Les inclusions des notices nécrologiques

chronique Nature et Artifice pour La Recherche

Bien avant l'holocauste, de respectables universitaires (psychiatres, anthropologues, juristes, ...) l'avaient préparé; et "prouvé" l'infériorité de "races" humaines comme les juifs et les Tziganes. Hitler et sa bande pouvaient étayer d'une base scientifique leurs actes d'exclusion, puis d'annihilation.[1] C'est un cas, trop oublié, de responsabilité du chercheur. L'alliance, certes, était seulement tactique: dès 1936, Hitler passait à l'attaque contre les intellectuels et la raison. Crime de bureau: c'est ainsi que Me Michel Zaoui qualifia le comportement de Maurice Papon à la préfecture de Bordeaux, durant l'occupation[2] . Papon collabora au repérage, puis à la déportation de familles juives. La communauté scientifique est-elle à l'abri de tels actes (par une simple signature au bas d'un document, conduire à la mort sans intention de la donner)? Évidemment non. Le patron d'un laboratoire a un tel ascendant sur ses chercheurs que ceux-ci, pour lui offrir de beaux résultats, vont parfois jusqu'à la fraude. Ils peuvent aussi dramatiser un échec par le suicide, le laboratoire d'E.J. Corey à Harvard a eu ainsi trois victimes depuis 1980 qui ont fait jaser[3]. La responsabilité des scientifiques se borne-t-elle à leurs travaux publiés? Telle est l'interrogation que soulève l'Affaire Corey. Les chercheurs n'ont-ils pas une constante exigence de vérité, en actes autant qu'en écrits, en quête d'excellence et pourchassant toute exclusion?

Car la classe la plus fournie, des délits de bureau commis par des scientifiques est l'exclusion arbitraire d'un homme ou d'un groupe, au détriment de la justice et de l'intérêt général. On a l'embarras du choix pour en citer, depuis l'omission par l'académie suédoise d'Henry M. Eyring pour la chimie (ou de Jorge Luis Borges pour la littérature) jusqu'à la désignation, comme professeur dans telle ou telle université française, du candidat local, préféré à un candidat extérieur aux titres plus étoffés. J'ai un souvenir cuisant d'une procédure à Villeneuve d'Asq, où furent éconduis d'aussi excellents candidats que Jacques Salaün ou Max Malacria.
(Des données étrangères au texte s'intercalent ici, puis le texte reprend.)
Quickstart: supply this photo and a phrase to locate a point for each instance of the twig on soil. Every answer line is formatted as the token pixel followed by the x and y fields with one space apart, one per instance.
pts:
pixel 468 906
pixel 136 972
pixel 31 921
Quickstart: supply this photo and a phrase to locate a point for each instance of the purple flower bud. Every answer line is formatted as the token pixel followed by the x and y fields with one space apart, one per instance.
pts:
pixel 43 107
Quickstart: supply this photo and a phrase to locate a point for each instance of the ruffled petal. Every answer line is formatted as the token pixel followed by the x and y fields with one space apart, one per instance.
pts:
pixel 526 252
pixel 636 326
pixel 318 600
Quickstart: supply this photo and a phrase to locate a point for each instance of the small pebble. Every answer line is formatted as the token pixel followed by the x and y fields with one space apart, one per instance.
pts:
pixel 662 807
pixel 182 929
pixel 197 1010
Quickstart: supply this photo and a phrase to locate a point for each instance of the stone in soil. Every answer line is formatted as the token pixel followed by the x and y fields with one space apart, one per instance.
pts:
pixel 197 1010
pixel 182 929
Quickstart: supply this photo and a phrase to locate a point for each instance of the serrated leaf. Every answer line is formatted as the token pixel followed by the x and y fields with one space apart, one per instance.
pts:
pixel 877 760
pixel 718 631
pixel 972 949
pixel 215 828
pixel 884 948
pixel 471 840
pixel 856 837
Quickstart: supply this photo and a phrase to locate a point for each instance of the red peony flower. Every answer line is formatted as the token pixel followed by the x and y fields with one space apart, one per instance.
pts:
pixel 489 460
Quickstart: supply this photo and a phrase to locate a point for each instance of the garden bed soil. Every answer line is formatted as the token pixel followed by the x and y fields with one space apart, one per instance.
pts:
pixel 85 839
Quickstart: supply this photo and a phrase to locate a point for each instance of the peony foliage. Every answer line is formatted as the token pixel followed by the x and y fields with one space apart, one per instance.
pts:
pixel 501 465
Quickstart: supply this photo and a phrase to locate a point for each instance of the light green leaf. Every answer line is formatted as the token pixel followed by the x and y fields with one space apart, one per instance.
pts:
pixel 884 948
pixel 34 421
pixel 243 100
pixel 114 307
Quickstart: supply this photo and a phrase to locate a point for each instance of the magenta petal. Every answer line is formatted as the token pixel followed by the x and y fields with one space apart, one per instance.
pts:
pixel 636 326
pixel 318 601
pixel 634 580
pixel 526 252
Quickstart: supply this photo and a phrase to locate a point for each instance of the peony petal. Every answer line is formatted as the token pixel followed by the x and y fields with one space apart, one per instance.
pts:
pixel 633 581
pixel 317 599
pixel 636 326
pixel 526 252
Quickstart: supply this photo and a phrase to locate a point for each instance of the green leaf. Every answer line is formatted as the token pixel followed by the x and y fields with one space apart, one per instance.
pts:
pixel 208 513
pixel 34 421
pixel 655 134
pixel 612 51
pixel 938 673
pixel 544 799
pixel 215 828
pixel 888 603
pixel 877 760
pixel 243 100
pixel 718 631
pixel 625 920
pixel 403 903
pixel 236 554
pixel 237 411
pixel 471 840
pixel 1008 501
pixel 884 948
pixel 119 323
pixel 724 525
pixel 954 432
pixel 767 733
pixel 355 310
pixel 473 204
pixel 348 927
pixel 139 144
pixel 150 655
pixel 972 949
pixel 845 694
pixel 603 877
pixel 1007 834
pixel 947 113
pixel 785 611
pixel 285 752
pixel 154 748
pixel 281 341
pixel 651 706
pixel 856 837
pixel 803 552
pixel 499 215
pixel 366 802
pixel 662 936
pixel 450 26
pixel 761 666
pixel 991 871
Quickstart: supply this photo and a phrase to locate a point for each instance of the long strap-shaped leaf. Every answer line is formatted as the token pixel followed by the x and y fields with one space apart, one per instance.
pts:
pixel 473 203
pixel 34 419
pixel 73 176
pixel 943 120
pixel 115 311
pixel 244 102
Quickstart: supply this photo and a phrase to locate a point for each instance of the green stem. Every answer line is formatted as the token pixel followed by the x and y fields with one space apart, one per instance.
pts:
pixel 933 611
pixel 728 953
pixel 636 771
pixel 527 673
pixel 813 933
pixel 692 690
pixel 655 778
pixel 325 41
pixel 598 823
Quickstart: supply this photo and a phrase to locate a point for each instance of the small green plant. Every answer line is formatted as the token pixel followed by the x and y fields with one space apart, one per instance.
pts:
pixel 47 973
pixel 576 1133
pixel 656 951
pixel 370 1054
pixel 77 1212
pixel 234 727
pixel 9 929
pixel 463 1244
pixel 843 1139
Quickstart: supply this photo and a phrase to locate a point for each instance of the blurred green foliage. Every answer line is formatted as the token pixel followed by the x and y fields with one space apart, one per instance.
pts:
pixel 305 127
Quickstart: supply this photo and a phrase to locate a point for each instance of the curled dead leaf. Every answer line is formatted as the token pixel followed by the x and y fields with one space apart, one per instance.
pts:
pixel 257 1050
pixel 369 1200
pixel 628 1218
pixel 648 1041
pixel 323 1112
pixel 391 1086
A l'inverse, toute sa vie durant, Geoffrey Wilkinson, pourtant Prix Nobel de chimie, conserva l'amertume d'avoir été barré de sa titularisation à Harvard, au nom du principe très sain de ne pas promouvoir l'un des assistant professors en place, par prohibition de l'inceste.

Et que de comportements inqualifiables de la part de commissions minées par la cooptation de médiocres[4], le copinage, les renvois d'ascenseur, et les dénis de légitimité aux Barbares de l'extérieur! Que dire de l''habileté du petit malin, qui saigne à blanc un rival professionnel et se croît génial pour son exercice de la stalinienne tactique du salami? Mais je concluerait sur une note optimiste: homme de bien ou crapule, on reste comptable de son action devant l'Histoire; elle vous rattrape toujours plus vite que prévu...

PIERRE LASZLO

Références:

[1] Benno Müller-Hill, Murderous Science, G.R. Fraser, trad., Oxford University Press, 1988.

[2] Yan Thomas, Le Débat, 1998, 102, 17-36.

[3] Stephen S. Hall, The New York Times Magazine, 28 novembre 1998, pp. 120-128; Alison QSchneider, Chronicle of Higher Education, 23 octobre 1998..

[4] André Weil, "Science française", Oeuvres scientifiques, vol. II, pp. 277-289, Springer-Verlag, N ew York, 1979.